Toda especie de anunciantes entra y sale de los vagones,
estación tras estación: vendedores de libros de autoayuda
y biografías del Che; predicadores evangélicos;
pregoneros de chicles y paletas para el bien de gargantas y bocas;
aturdidos sordomudos; parapléjicos enyesados;
dj`s enmochilados y cantantes con guitarras electroacústicas
que ofrecen baladas y rock, en inglés y en español.

Todos forcejean cuerpo a cuerpo como lisiados de extintas batallas.

Nada de esto registró en su bitácora el padre del surrealismo,
ni mientras visitaba estos parajes
ni al macerar el inconsciente en las riberas del Sena.

*

DESPEDIDA

Cae pero flota
danza
se detiene para voltear
para mirar atrás
duda
dice adiós
es torpe al despedirse
ligera baila en el viento
nos tributa
su frágil existencia
su arrepentida levedad
de a poco
nos llena de canas
su piel hace más fría
nuestra piel
humedece nuestros zapatos
nos deja en gratitud
una huella
se despide
nos dice adiós
cae pero flota
ella también
es la nieve.

*

UNA HISTORIA VERDADERA

No te engañes.
Si hubo un tiempo en que todo parecía mentira,
tal vez fue así.

Pero fue allí
(y has de agradecerlo)
donde aprendiste a creer sin reparos.

Es cierto, hoy no sabes nada
con exactitud,
salvo que de uno a otro
amanecer suceden cosas.

Hay quienes piensan que los pájaros
se refugian en el canto
porque no quieren mentir.

Pero hay bandadas desorientadas
que buscan el sur
y se equivocan
creyendo, de veras,
que mañana se hará más tibio el sol.

De El cangrejo ermitaño, Antología poética, Colección Visor de Poesía, 2020


Arturo Gutiérrez Plaza (Caracas, 1962).
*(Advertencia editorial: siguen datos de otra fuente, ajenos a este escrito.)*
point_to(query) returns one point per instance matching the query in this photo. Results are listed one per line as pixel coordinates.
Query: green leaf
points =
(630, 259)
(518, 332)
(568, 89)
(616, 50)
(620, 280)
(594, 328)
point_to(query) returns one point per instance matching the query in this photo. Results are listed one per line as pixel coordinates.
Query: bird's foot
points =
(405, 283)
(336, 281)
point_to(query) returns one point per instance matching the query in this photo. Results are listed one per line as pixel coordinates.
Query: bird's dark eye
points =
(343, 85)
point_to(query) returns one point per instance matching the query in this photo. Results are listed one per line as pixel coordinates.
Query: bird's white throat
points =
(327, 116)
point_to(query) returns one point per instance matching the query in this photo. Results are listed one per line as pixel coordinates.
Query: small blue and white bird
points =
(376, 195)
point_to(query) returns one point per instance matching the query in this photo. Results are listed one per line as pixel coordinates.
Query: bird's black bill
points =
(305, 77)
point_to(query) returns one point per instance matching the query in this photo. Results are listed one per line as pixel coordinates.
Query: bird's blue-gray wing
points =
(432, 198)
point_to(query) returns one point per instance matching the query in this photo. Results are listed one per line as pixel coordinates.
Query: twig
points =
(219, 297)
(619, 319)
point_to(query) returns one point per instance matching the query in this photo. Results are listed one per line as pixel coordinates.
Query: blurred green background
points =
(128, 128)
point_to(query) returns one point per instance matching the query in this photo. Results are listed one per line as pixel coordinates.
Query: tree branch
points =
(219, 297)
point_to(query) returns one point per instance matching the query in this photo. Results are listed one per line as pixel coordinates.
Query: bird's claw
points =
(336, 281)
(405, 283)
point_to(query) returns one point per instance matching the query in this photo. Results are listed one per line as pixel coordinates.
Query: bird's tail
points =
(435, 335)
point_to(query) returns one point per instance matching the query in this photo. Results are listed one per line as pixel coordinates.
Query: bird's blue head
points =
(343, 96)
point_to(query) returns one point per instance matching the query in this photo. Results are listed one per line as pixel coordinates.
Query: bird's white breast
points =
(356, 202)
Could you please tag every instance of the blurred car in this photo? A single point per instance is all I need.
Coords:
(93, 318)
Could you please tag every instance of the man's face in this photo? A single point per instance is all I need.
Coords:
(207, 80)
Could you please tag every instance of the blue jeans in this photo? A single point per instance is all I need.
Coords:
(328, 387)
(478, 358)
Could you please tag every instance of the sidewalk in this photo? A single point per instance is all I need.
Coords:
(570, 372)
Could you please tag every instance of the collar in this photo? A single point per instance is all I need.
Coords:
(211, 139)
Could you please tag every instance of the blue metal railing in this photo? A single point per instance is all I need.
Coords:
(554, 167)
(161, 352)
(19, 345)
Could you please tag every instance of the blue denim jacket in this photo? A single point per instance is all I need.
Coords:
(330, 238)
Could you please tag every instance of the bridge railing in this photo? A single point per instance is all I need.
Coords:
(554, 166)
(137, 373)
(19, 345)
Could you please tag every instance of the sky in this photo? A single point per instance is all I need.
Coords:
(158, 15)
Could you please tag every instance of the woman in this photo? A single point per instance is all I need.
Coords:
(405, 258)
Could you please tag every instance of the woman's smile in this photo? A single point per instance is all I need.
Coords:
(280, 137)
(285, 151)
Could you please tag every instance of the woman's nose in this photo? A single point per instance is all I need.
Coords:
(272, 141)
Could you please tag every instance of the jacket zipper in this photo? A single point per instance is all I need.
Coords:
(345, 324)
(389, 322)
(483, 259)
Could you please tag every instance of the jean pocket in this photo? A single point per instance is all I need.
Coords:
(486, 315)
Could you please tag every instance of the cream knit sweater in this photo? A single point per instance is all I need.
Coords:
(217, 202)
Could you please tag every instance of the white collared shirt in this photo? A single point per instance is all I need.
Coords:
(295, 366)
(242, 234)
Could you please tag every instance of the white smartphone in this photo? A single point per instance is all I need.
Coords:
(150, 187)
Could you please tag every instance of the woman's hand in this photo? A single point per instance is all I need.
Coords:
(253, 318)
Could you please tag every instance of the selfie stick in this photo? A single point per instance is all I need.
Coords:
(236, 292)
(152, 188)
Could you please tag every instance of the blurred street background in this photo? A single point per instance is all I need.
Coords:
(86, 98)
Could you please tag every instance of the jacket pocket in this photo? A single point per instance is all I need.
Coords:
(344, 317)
Poeta, ensayista, profesor e investigador universitario. Ha publicado los siguientes libros de poesía: Al margen de las hojas (Monte Ávila, 1991), De espaldas al río (El pez soluble, 1999), Principios de Contabilidad (México: Conaculta, 2000), Pasado en Limpio (Equinoccio/bid&co, 2006) y Cuidados intensivos (Lugar Común, 2014), Cartas de renuncia (Poeteca, 2020) y El cangrejo ermitaño (Madrid: Visor/Fundación para la Cultura Urbana, 2020). Entre sus libros de ensayos, investigación literaria y antologías, se cuentan: Lecturas desplazadas: Encuentros hispanoamericanos con Cervantes y Góngora (Equinoccio, 2009), Itinerarios de la ciudad en la poesía venezolana: una metáfora del cambio (Fundación para la Cultura Urbana, 2010), Las palabras necesarias. Muestra antológica de poesía venezolana del siglo XX (Santiago de Chile: LOM, 2010) y Formas en fuga. Antología poética de Juan Calzadilla (Biblioteca Ayacucho, 2011). Es Magíster en Literatura Latinoamericana, PhD en Lenguas Romances y Literaturas, y profesor titular de la Universidad Simón Bolívar. Ha obtenido, entre otros: el Premio de Poesía de la Bienal Mariano Picón Salas (1995), el Premio Hispanoamericano de Poesía Sor Juana Inés de la Cruz (1999) y el Premio Transgenérico de la Fundación para la Cultura Urbana (2009).